Die EU-Gremien entscheiden derzeit, ob es eine Neuzulassung des Herbizids Glyphosat geben soll. Entscheidend ist die Einschätzung, ob es Krebs auslöst

BERT EHGARTNER | LANDLEBEN | aus FALTER 35/17 vom 29.08.2017

Glyphosat tötet Pflanzen jeglicher Art binnen kurzem ab. Unkräuter auf dem Acker ebenso wie im Schrebergarten oder entlang der Bahngleise. Entdeckt wurde der Wirkstoff bereits 1950 vom Schweizer Chemiker Henri Martin, und er fand zunächst Anwendung bei der Reinigung von Rohren.

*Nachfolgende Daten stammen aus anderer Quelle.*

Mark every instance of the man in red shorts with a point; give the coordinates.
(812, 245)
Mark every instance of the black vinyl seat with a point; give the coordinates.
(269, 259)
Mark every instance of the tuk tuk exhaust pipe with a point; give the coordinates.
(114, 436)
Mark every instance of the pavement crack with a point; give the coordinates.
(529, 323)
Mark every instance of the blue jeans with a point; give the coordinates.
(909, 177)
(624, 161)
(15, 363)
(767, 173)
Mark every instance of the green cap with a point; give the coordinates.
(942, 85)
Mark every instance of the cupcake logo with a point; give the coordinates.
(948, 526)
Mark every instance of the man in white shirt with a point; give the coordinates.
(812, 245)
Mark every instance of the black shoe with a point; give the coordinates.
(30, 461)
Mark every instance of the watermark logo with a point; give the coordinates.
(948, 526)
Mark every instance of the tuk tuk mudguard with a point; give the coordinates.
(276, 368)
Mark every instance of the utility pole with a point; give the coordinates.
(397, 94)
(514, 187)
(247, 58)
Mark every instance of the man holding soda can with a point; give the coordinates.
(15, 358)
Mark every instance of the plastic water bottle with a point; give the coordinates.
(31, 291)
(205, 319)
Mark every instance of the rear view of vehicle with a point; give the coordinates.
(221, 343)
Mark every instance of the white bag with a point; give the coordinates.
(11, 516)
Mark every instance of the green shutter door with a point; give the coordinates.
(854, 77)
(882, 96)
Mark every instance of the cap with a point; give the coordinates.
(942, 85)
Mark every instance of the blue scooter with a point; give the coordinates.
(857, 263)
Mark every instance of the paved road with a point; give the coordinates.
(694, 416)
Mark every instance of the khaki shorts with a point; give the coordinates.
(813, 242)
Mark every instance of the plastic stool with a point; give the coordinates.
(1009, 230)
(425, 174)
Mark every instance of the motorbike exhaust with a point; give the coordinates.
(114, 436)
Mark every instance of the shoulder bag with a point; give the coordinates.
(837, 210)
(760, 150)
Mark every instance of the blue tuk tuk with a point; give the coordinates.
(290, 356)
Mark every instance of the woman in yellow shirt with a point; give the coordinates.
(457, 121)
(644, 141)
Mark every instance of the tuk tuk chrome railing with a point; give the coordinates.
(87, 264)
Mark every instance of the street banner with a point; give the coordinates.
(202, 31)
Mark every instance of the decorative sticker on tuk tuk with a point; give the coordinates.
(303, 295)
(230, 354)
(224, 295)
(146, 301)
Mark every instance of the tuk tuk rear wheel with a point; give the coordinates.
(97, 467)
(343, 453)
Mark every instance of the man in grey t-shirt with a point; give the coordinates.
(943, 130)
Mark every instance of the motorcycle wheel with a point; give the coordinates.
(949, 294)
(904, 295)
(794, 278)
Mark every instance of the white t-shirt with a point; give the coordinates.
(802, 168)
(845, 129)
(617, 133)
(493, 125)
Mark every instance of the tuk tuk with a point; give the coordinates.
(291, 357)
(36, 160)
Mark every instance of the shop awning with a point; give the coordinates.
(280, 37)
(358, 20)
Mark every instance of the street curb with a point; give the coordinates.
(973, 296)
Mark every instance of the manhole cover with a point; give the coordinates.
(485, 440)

Der US-Konzern Monsanto, der mit dem Verkauf von DDT und Agent Orange groß geworden war und heute als der weltgrößte Anbieter von Saatgut und Agrochemikalien gilt, testete die Eignung der Chemikalie als Wasserenthärter. Mitarbeiter stießen 1969 schließlich auf deren Hauptwirkung, die sogleich patentiert wurde: Glyphosat hemmt die Bildung lebensnotwendiger Aminosäuren im pflanzlichen Stoffwechsel und wirkt damit als Totalherbizid.